Inferno mit Nagellack

»Monologe für Zuhause« hat Autorin Ingrid Lausund ihr Stück genannt. Die Reutlinger Regisseurin Marion Schneider-Bast, die an der Tonne schon mit ihrer Version von »Anna Karenina« erfolgreich war, hat aus den ursprünglich elf Szenen der Vorlage fünf ausgewählt. Sie montiert die Episoden ineinander. Das funktioniert: Da sucht etwa Atzlinger als Professor nach der richtigen Aussprache des Namens Adorno – und dann hockt er sich auf die Lehne von Fritsches Sessel und ist im nächsten Augenblick die Mutter der Kellnerin.

 

Jede Geste sitzt.

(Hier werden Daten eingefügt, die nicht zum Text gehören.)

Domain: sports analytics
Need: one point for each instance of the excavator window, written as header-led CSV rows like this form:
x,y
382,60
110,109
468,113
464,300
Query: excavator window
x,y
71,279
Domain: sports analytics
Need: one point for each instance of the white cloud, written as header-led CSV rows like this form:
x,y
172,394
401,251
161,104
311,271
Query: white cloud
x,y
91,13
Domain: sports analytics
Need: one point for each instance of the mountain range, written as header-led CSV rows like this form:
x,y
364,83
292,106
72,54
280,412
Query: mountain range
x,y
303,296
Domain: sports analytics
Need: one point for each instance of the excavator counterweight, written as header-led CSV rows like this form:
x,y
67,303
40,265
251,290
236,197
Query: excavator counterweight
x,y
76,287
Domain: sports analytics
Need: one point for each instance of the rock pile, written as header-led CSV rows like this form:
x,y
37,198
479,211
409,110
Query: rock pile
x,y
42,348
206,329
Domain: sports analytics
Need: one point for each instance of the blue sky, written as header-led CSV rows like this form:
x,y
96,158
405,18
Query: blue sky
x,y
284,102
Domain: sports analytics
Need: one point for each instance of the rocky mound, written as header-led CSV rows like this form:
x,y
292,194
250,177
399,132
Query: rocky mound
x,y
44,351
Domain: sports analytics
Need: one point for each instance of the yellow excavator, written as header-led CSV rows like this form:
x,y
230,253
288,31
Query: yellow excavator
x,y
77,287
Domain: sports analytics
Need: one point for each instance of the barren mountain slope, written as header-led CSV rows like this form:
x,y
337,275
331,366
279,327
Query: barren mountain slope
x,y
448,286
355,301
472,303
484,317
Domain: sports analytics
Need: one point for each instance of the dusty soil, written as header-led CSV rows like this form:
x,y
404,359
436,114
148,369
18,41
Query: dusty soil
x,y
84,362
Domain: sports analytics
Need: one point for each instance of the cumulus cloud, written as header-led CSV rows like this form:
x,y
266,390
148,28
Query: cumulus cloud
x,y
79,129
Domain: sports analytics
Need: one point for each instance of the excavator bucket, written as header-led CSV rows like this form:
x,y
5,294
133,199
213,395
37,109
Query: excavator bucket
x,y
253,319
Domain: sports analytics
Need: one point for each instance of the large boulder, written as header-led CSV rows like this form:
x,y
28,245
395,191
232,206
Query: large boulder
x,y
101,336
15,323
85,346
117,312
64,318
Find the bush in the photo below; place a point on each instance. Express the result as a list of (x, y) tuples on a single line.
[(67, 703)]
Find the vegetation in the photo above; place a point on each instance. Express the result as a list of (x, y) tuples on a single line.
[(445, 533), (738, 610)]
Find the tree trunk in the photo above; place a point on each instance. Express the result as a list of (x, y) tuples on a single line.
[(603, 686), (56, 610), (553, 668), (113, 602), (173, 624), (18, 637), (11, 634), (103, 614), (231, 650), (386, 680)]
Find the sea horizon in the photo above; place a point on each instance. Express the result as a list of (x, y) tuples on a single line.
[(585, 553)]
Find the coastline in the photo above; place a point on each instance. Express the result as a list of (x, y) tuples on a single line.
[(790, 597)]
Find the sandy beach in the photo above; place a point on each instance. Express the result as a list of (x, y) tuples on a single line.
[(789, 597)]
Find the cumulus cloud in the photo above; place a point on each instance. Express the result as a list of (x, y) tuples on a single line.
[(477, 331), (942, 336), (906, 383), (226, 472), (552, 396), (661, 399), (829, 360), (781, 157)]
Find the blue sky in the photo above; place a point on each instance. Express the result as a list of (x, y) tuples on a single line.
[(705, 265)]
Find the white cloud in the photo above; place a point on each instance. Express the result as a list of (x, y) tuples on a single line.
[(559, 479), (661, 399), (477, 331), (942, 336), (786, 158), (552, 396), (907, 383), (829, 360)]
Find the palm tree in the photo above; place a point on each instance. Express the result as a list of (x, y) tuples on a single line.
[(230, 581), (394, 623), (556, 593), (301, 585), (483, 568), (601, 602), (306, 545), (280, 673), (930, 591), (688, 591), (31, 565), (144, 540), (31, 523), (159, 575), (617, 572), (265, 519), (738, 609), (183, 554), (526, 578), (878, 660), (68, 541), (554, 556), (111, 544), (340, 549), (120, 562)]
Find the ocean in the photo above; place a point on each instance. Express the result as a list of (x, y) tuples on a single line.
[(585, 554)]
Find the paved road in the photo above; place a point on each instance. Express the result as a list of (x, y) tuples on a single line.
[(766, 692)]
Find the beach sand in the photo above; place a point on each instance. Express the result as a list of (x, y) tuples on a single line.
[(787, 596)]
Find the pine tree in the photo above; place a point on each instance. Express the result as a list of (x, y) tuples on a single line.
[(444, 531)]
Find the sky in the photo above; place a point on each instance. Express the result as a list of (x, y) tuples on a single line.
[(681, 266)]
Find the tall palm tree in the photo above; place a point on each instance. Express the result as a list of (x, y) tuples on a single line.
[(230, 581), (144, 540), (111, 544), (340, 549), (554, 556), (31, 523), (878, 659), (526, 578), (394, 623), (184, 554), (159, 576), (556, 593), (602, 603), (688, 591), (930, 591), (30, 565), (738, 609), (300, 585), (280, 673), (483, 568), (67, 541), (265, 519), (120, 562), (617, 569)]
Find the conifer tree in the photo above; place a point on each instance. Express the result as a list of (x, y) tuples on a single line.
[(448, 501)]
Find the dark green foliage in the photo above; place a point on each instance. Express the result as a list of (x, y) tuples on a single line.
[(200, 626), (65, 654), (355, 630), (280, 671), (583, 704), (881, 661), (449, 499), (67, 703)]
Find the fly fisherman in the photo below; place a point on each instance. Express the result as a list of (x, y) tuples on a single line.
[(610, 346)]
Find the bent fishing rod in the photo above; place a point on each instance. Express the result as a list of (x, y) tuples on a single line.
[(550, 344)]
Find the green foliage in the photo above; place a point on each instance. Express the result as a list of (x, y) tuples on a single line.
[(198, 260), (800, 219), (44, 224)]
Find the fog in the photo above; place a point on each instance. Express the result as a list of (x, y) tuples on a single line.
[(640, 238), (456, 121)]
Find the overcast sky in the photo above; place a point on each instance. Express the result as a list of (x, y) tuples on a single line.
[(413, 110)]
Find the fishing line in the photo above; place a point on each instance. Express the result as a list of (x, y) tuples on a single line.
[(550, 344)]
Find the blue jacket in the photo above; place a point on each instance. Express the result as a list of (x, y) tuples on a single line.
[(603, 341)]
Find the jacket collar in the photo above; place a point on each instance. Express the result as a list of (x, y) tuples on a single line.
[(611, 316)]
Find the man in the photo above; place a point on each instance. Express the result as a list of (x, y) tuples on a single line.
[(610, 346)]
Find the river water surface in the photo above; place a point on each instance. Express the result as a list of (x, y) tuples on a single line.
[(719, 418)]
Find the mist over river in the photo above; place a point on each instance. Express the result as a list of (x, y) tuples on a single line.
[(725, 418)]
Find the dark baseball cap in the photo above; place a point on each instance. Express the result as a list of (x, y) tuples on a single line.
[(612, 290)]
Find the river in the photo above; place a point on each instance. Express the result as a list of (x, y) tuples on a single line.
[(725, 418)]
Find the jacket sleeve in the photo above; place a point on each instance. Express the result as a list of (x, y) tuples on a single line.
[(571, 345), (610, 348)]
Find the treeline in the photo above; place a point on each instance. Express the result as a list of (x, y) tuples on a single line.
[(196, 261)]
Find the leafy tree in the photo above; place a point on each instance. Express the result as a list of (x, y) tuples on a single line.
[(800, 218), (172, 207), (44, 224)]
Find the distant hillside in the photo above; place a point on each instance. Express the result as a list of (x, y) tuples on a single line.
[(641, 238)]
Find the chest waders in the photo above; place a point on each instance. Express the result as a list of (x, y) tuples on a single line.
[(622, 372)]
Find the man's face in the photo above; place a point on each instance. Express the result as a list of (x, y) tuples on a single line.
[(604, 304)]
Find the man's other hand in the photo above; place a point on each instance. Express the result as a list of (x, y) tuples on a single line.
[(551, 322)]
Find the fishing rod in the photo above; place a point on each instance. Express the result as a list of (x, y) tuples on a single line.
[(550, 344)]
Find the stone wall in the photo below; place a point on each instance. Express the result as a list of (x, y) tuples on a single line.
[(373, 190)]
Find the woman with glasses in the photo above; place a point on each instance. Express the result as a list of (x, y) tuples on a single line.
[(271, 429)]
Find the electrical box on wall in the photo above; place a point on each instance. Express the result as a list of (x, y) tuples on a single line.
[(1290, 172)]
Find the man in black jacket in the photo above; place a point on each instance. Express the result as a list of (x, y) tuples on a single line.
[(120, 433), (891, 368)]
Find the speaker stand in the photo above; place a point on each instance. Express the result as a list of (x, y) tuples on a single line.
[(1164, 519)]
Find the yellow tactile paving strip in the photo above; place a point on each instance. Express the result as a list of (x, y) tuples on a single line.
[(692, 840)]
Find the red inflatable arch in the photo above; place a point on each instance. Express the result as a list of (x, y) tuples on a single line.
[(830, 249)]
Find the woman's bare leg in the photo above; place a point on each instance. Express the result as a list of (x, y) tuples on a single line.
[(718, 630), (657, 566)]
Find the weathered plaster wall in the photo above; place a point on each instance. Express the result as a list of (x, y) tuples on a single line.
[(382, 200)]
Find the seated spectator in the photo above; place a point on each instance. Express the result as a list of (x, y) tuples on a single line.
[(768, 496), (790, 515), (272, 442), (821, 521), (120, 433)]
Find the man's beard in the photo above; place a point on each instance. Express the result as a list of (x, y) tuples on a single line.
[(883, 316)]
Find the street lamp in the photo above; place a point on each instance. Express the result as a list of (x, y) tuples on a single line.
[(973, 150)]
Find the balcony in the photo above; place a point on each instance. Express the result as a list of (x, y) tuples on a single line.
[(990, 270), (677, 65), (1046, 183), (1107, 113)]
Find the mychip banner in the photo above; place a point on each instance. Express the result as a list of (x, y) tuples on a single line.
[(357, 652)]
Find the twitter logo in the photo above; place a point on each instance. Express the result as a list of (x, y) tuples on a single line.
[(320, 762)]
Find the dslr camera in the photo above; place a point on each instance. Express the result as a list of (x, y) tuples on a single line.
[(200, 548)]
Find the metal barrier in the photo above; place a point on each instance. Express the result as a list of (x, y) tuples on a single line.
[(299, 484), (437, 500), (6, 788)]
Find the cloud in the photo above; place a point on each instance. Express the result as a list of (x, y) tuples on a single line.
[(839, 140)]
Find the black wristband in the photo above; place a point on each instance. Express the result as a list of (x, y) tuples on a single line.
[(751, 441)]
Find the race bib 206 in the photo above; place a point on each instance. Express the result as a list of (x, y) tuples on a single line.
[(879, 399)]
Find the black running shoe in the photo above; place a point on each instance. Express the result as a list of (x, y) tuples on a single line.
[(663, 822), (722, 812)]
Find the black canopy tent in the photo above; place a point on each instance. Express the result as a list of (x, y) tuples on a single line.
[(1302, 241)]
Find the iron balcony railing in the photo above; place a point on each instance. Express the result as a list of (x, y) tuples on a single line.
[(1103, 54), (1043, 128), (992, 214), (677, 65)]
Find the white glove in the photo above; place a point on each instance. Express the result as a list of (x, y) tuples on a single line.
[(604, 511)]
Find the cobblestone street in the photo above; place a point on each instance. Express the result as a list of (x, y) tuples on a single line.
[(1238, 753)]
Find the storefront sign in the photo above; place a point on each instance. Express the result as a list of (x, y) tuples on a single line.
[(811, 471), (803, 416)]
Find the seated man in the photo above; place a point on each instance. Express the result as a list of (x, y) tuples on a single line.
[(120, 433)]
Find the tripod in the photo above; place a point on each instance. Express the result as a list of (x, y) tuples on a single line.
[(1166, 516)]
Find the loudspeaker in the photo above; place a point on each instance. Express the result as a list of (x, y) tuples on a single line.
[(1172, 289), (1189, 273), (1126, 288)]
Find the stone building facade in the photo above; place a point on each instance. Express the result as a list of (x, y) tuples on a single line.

Happel muss einen Teil des gut anderthalbstündigen Abends auf seinem Sessel sitzend gelangweilt Türmchen aus Keksen bauen, weil er gerade nicht mitspielt. Aber das macht er virtuos, dass er den anderen fast die Schau stiehlt.

 

Ein Lichtblick zum Schluss: Die verstorbene Mutter hat der gescheiterten Künstlerin früher einen wandgroßen Druck von Michelangelos »Jüngstem Gericht« geschenkt. Zuletzt schüttet die Protagonistin Nagellack über das Werk und richtet so ein kunsthistorisches Inferno an. Genau damit schafft sie zuletzt doch noch etwas ganz Eigenes. Großes Kino.

 

Unterm Strich

Regisseurin Marion Schneider-Bast bringt die ohnehin starke Vorlage kreativ und kongenial auf die Bühne. Die Darsteller hängen sich mit Verve rein, allen voran Robert Atzlinger. Jede Geste sitzt, die Montage funktioniert – und das Lachen bleibt den Zuschauern immer wieder im Halse stecken.